IE4.0あるいはNN4.0以上でご覧の方で、  
このページに入られた方はこちらへどうぞ。

従妹


 性懲りもなく、従姉妹の話を続ける。
 旅の日記帳とスタンプ帳を兼ねた無地の大学ノート。
 高校鉄研の豊肥本線合宿で、撮り鉄デビューと同時にスタートした記念すべきその1冊目には、駅での取材記録などと一緒に、幼い従妹の似顔絵が描いてある。
 何度も描き直した痕が残っていて、かなり真剣に描いたはずなのだが、ノートの片隅には、本人から「全然似てないって言われた」との情けない走り書きが。
 同じノートには、かわりに彼女が描いてくれた私の全身像も残っている。これがなんとなく似ているのだから参った。
 そのほかに彼女が描いてくれた絵で、もっとも気に入っているのが、これ。

おてんとさま

 小学校に上がって覚えたばかりのひらがなで、「くも」「ばす」と誇らしげに書き込んでいるのがいじらしい。
 その中でも、「おてんとさま」という言葉がいい。
「おてんとさま(お天道様)」と聞いただけで、自然に背筋がしゃんと伸びる。
 最近、とんと聞かなくなってしまったが、失いたくない日本語(いや、やまと言葉というべきか)だ。
「おてんとさまに顔向けできない」
「おてんとさまが見ている」
 という言い回しから、日本人ならではの「恥」の文化と言われるかも知れないが、他人が見ているか否かに関わらず、自分自身を省みる姿勢に、深い矜持を感じる。
 さらに自然の恵みに感謝する、もっと言うと、自然にはあがなえないという畏敬の念も表しているように思う。
 まさに日本人の精神の源とも言える言葉ではないだろうか。

 「おてんとさま」に照らされて、思わず熱くなってしまった。話を従妹のことに戻そう。
 幼い従妹はいつもにこにこ、かわいい盛りであった。
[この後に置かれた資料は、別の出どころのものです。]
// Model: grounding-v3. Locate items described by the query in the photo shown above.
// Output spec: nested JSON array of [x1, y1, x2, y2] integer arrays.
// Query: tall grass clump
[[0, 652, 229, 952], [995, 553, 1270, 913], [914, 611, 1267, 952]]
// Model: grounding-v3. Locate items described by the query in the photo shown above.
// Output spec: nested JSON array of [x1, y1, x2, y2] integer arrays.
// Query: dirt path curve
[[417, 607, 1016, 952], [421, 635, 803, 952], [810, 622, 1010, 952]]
一緒に駆け回って遊んでは、「あらあら汗だく」と叔母が従妹の汗を拭っていた姿が、昨日のことのように思い出される。
 文字どおり姉のように慕った従姉も、妹のようにかわいがった従妹も、ずいぶん前に嫁いだが、10年ほど前、九州に行った際、親戚の家に顔を出すと、たまたま従妹が里帰りしていた。
 あんなに小さかった従妹が、赤ん坊をあやしている姿に時の移ろいを痛感し、めまいすら覚えるほどであった。
 「ずいぶんと遊んでもろうたのを覚えとろうが」(相変わらず博多弁がいい加減なのはご容赦)と叔母が従妹に言うと、「覚えとうとよ」
 それは、甘木駅に見送りに行ったとき、私が列車の扉に腕を挟まれたことだそうだ。
 えっ?そんなことあったっけ。当の本人もすっかり忘れてしまっている。というか、そんなことしか覚えてないの、といささか肩すかしを食った気分にもなるが、私自身、やはり妙なことをよく覚えていたりする。誰しも、ちょっとしたアクシデントのほうが記憶に残るのかもしれない。
 どんな形であれ思い出であることに違いない。従妹が覚えていてくれただけでも、ありがたいと思わなくちゃ。